Les syndicats STC et CFDT de l'hôpital d'Ajaccio ont déposé, ce vendredi 5 mai, un préavis de grève. Les soignants déplorent des conditions de travail et d’accueil des patients de plus en plus dégradées au sein des urgences. Trois d’entre eux nous ont livré leur témoignage.
"Hier matin, j'ai soigné des gens allongés sur les civières, à même le sol." Anne-Laure, aide-soignante, ne cache pas son émotion. Comme de nombreux soignants des urgences de l’hôpital d’Ajaccio, elle a vu ses conditions de travail se dégrader sensiblement.
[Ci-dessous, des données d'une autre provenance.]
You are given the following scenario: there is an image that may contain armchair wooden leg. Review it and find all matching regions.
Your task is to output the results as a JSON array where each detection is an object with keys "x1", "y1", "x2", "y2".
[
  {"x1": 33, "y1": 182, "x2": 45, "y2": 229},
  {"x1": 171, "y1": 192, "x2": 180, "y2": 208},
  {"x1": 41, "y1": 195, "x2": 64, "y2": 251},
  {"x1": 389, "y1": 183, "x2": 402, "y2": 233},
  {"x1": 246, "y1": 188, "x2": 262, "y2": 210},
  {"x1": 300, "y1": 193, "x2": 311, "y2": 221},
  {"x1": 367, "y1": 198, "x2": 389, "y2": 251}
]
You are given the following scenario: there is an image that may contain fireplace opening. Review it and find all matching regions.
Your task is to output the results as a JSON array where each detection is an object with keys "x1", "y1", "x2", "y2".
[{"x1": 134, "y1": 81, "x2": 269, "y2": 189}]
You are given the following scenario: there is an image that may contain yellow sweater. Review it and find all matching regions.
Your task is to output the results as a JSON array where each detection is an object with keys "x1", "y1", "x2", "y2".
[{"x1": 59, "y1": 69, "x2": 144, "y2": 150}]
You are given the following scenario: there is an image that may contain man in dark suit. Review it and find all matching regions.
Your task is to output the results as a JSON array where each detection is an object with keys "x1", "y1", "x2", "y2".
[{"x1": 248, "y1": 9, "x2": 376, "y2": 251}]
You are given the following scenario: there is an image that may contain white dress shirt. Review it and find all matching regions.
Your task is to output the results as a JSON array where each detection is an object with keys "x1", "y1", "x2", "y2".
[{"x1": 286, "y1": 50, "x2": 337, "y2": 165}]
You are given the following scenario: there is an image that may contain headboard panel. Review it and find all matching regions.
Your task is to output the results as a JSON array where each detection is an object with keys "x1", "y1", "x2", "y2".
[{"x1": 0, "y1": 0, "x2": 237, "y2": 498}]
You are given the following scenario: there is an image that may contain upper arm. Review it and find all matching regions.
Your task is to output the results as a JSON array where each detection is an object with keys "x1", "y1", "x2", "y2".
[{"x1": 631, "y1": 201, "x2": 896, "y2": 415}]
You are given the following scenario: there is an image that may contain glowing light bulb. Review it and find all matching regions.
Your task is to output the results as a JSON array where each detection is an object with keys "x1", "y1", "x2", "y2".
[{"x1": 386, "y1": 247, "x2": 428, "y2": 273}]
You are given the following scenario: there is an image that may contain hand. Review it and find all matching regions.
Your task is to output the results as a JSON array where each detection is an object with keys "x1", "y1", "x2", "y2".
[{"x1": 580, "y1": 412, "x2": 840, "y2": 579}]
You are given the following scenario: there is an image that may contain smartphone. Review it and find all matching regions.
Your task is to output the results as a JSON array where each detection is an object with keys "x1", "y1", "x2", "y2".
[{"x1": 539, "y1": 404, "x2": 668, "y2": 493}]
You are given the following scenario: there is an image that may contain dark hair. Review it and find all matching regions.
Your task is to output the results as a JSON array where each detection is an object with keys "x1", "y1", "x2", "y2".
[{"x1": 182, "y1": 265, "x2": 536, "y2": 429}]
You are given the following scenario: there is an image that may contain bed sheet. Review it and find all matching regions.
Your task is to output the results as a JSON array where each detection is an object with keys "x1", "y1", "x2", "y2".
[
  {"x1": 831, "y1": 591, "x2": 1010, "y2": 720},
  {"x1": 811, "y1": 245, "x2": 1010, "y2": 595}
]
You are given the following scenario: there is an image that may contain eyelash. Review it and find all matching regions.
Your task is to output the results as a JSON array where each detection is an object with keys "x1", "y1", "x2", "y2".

La jeune femme livre un témoignage édifiant. "On a du monde dans les couloirs tous les jours, des gens qui sont là depuis plus de 48 heures. On doit faire les toilettes, les sonder, faire des transfusions dans le couloir, des électrocardiogrammes dans les toilettes, on essaie de cacher comme on peut…", explique-t-elle.
Les exemples de situations "aberrantes" ne manquent malheureusement pas. "Il y a peu de temps encore, on ne pouvait même pas éteindre la lumière dans les couloirs. Pour que les gens puissent dormir, on leur mettait des masques sur la tête", relate-t-elle.
"Tous les jours, il y a une personne de l'équipe qui pleure"
Un quotidien que partage sa collègue Christelle, elle aussi aide-soignante.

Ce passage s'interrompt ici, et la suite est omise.